Ator Adérito Lopes agredido por "grupo de neonazis"

    Maria do Céu Guerra explicou que grupo que agrediu o ator estava a colar autocolantes onde se lia: "Remigração, Portugal aos portuguezes" ou "defende o teu sangue".

    Um ator da companhia de teatro A Barraca foi agredido esta terça-feira, dia 10 de junho, por um grupo de extrema-direita, em Lisboa, quando entrava para um espetáculo com entrada livre de homenagem a Camões, disse a diretora da companhia, Maria do Céu Guerra.

    Em declarações à Lusa, a também atriz Maria do Céu Guerra contou que foi por volta das 20h00, estavam os atores a chegar ao Cinearte, no Largo de Santos, quando se cruzaram à porta “com um grupo de neonazis com cartazes, programas”, com várias frases xenófobas, que começaram por provocar uma das atrizes.

    “Entretanto, os outros atores estavam a chegar. Dois foram provocados e um terceiro foi agredido violentamente, ficou com um olho ferido, um grande corte na cara”, afirmou a também encenadora, de 82 anos, que disse que o ator em causa teve de receber tratamento hospitalar.
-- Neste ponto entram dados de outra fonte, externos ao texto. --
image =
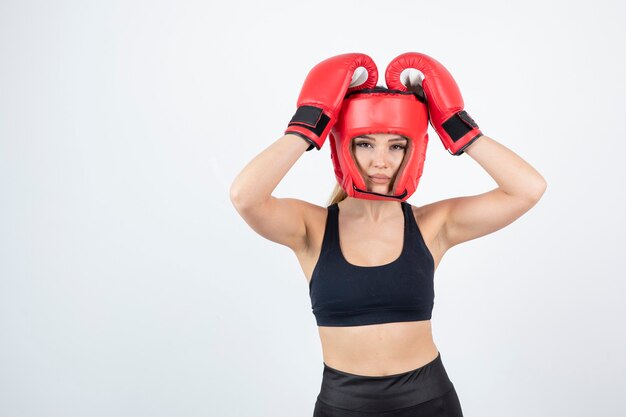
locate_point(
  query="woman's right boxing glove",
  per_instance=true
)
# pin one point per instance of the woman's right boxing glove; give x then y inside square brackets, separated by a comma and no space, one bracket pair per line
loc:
[322,94]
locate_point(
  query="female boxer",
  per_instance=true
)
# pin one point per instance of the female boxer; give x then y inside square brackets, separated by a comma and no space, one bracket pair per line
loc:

    Maria do Céu Guerra contou à Lusa que o espetáculo “Amor é um fogo que arde sem se ver” teria a última récita, de um conjunto de seis, às 21h00, com entrada livre, e tinha sala cheia, mas acabou por não acontecer.

    O público só abandonou o espaço já para lá das 22h00, disse a atriz, que realçou que o sucedido só não foi pior por ter aparecido a Polícia de Segurança Pública (PSP).

    PSP identificou suspeito

    Contactada por esta rádio, fonte da PSP confirmou que pelas 20h15, foi chamada ao Largo de Santos devido à ocorrência de um caso de agressão, tendo sido possível "localizar e intercetar um homem com 20 anos de idade, suspeito de ser o autor da agressão". A Polícia de Segurança Pública adianta também que o ofendido "necessitou de assistência hospitalar, tendo sido assistido no local pelos Bombeiros e a posteriori transportado para o Hospital de Santa Maria". 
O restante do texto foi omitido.